NPR news — The documents released in the lawsuit against Trump University paint an unflattering picture. And as NPR has reported, the political repercussions could be hugely damaging for the Trump campaign.
Beyond politics, Trump U’s moneymaking schemes highlight the lingering survival of a larger issue — cases of fraud in the for-profit college industry. A lot of the Trump U strategies sound like they were pulled straight from the playbooks of those colleges. But is that a fair comparison?
One huge difference between Trump University and the broader for-profit industry is that Trump’s “school” was not actually a university at all. In fact, New York’s Department of Education requested that the enterprise drop university from its namein order to continue to do business in the state. It didn’t offer degrees; it was not accredited; and its students were not eligible for federal financial aid.
“With the exception of the word ‘university,’ there’s nothing it has in common. They’re just completely different,” said Noah Black, a spokesman for Career Education Colleges and Universities, which represents for-profit colleges. “It’s an attempt by people opposed to having the private sector in education to confuse people into thinking our institutions have anything in common with Trump University,” he added.
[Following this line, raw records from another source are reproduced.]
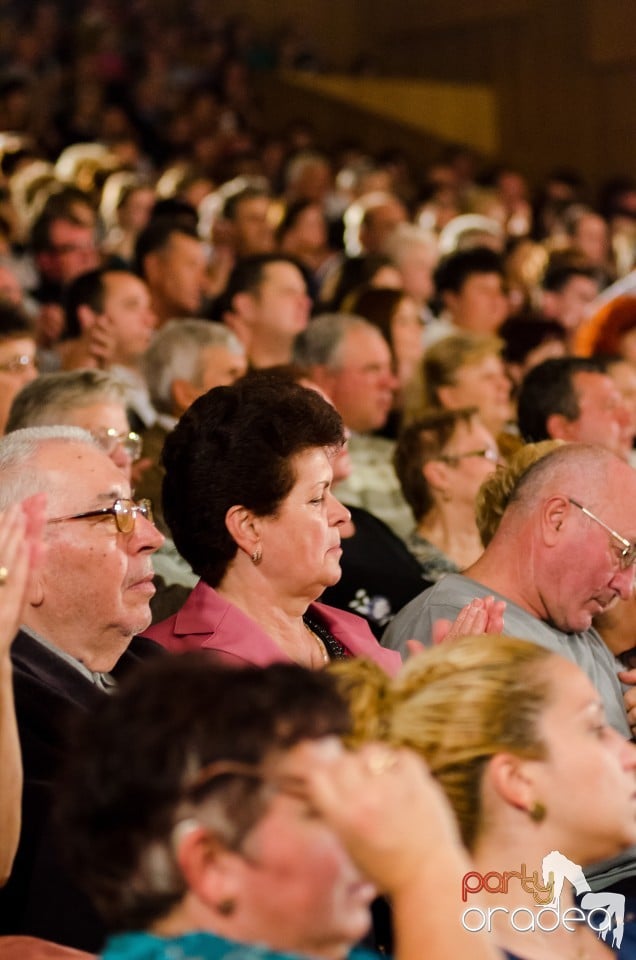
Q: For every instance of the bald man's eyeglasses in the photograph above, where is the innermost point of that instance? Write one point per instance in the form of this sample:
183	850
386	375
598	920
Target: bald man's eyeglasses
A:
124	511
627	549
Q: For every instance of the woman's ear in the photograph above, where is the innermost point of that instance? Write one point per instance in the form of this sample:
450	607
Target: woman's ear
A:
243	527
513	780
209	868
435	473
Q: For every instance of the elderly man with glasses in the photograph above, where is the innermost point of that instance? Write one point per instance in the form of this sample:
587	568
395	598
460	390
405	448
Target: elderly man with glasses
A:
564	552
90	599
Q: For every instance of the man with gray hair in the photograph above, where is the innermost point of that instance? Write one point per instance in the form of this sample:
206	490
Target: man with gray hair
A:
349	359
563	552
91	399
185	360
90	598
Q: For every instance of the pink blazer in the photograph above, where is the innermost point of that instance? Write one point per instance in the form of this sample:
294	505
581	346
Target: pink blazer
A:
208	622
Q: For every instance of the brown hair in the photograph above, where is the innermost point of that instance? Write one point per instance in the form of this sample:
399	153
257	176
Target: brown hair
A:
457	705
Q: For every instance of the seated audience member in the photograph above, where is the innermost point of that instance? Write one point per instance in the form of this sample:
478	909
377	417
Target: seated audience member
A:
353	272
110	324
94	401
568	289
464	371
266	305
370	220
350	360
528	341
470	285
441	461
396	316
261	527
185	360
303	233
90	598
572	398
514	735
414	252
125	209
90	399
246	830
17	357
378	574
21	527
171	259
528	565
610	330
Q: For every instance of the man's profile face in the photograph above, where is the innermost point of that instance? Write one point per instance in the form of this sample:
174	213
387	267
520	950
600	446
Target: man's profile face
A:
590	578
181	277
128	311
363	385
282	303
94	581
604	417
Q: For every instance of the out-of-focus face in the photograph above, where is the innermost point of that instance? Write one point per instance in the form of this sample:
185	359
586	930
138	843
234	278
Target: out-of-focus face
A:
99	418
220	367
604	417
592	238
477	456
17	368
282	306
416	267
301	543
572	304
129	313
72	251
363	385
481	305
628	346
134	213
482	384
300	891
588	825
10	289
177	284
252	226
623	376
407	332
380	222
95	583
Not everyone agrees with that. “Obviously Trump University invoked the term ‘university’ euphemistically,” said Barmak Nassirian, director of policy analysis at the American Association of State Colleges and Universities, which advocates for public higher education institutions.
In terms of its tactics, Nassirian said, it’s “mostly a matter of degrees” that separate Trump University from degree-granting for-profit colleges. For-profit colleges differ from other post-secondary institutions in that, unlike their not-for-profit counterparts, these schools are businesses. Tt means they’re looking to make money.
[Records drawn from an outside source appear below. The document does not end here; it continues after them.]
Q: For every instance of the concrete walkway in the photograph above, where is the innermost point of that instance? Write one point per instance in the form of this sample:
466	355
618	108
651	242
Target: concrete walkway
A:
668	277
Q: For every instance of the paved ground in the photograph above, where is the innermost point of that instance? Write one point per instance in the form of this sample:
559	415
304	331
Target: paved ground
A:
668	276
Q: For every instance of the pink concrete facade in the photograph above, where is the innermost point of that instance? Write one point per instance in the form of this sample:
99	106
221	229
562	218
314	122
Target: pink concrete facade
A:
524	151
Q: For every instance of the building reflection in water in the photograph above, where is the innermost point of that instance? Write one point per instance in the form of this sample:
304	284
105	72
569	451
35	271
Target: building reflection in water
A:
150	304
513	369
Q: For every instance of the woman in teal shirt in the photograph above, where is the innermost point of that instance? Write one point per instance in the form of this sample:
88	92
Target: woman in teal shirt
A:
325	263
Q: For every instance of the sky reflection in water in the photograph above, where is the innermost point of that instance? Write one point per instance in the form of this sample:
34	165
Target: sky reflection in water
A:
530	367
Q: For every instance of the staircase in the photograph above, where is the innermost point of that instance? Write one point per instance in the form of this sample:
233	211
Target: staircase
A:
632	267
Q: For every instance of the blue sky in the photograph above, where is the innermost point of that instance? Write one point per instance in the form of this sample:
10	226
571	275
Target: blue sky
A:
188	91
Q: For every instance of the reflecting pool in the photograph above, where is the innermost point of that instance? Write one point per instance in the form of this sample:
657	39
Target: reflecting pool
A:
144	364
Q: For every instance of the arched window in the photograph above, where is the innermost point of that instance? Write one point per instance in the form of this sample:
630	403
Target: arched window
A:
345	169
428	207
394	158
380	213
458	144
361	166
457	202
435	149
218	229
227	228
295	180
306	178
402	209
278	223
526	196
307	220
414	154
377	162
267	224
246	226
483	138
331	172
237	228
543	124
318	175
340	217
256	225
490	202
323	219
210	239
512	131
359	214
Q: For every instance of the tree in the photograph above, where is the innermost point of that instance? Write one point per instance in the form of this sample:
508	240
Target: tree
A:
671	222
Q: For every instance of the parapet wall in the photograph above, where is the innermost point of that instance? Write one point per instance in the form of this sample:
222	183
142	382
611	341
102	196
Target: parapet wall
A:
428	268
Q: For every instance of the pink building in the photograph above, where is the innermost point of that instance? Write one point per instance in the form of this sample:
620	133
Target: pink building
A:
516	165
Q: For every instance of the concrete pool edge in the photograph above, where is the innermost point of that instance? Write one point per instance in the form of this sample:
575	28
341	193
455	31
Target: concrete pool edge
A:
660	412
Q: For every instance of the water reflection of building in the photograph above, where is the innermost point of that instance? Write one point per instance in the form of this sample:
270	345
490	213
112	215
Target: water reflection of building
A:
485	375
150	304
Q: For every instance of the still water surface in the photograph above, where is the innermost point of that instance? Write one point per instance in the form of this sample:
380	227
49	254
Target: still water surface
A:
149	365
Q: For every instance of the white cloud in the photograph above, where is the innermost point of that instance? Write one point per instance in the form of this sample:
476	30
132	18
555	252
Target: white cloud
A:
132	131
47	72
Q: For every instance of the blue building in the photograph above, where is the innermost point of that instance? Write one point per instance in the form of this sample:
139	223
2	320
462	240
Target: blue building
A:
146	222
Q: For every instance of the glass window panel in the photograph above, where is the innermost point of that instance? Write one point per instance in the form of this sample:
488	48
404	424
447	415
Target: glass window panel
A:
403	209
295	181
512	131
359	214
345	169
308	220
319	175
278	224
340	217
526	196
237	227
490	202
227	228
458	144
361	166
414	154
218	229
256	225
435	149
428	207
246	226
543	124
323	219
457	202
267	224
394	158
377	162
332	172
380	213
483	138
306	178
They’ve been good at it for a while. The for-profit industry saw a boom from 1998 to 2008, when enrollment more than tripled. By 2012, 10 to 13 percent of all college students attended a for-profit school, according to a Senate report that year, which examined the for-profit college industry.
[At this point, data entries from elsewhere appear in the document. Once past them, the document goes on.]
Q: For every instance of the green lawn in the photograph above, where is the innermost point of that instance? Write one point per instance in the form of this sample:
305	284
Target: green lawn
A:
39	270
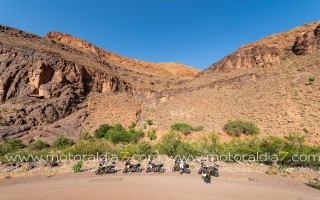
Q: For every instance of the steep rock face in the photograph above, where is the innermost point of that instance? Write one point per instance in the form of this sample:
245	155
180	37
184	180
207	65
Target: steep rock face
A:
38	88
307	43
257	56
169	69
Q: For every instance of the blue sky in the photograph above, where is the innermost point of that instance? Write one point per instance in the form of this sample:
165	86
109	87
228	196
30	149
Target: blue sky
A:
194	32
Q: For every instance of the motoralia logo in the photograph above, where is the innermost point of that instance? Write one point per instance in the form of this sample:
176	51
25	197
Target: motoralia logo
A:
230	157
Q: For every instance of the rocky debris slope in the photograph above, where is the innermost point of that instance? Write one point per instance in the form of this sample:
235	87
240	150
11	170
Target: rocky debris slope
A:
42	82
172	70
62	85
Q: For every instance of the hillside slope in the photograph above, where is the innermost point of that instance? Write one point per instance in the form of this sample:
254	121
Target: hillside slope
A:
62	85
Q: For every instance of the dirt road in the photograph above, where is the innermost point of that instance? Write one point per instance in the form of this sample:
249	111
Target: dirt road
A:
157	186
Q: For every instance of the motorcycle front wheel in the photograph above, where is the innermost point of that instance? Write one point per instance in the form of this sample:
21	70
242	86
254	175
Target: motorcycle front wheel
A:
215	174
161	169
98	172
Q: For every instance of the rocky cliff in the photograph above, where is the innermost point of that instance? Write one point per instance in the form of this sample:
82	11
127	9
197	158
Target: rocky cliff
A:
62	85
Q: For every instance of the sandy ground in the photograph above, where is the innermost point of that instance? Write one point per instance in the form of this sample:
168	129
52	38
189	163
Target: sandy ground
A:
169	185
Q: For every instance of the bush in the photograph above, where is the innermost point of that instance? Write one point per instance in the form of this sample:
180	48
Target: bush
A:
88	148
77	167
272	145
132	125
118	134
187	150
197	128
169	143
86	136
102	131
150	122
62	142
314	184
182	127
145	148
312	79
38	145
238	127
152	134
9	146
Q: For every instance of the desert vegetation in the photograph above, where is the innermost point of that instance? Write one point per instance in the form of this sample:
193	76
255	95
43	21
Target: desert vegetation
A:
238	127
185	128
116	139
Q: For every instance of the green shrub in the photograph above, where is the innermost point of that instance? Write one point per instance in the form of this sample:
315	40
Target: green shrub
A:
77	166
9	146
118	134
149	122
130	149
272	145
197	128
314	184
182	127
86	136
169	143
152	134
132	125
145	148
188	150
62	142
102	131
238	127
38	145
312	79
88	148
Since then, the industry has been scrutinized. Last summer, the U.S. Department of Education made a “gainful employment” rule, which requires for-profit colleges to prove they prepare students for well-paying jobs before they can be eligible for federal student aid. A few months later, a federal judge told for-profit Corinthian Colleges to pay more than $500 million to the Consumer Financial Protection Bureau for defrauding students.
The industry has taken a hit. At four-year for-profit schools, enrollment is down by nearly 10 percent. But despite the damage, these schools are not going away. More than 1 million students nationwide attended for-profit colleges this spring.
“The business model has not changed,” Nassirian said. “In many ways, the Trump case was chump change.”
High cost, high debt
A former Trump University manager testified that the school “preyed upon the elderly and uneducated to separate them from their money.” Sometimes, it was an aggressive separation, with Trump University employees pressuring customers to spend as much as $35,000 for retreats, online training and three days of in-person mentoring in the field.
Those who have come forward against the program sound like normal people trying to catch a break. One woman told the New York Daily News: “I wasted my entire life savings on Trump.” The expensive courses aren’t new. The for-profit industry in general is one where high cost — and lots of debt — are common.
This year, the average tuition at for-profit colleges was more than $15,000, compared with around $3,000 at community colleges, $9,000 at in-state public universities, and $30,000 at private nonprofit universities.
Though not the biggest price tag, the high cost of for-profit colleges — and the longer amount of time it takes for students to finish them — means more borrowing. A ProPublica analysis of the 2012 Senate report found that 96 percent of students at for-profit schools borrow money.
Student loans, however, are common in every higher education sector.
“At almost any nonprofit or public institution, there is debt,” said Black of the group that represents for-profit colleges. “Our schools don’t necessarily encourage students to take on debt.” Encouraged or not, at for-profit schools, many students aren’t able to pay that money back. Of the student borrowers nationwide who default on their loans, 70 percent attend either for-profit colleges or, to a lesser extent, community colleges, according to a paper presented by the Brookings Institution last fall.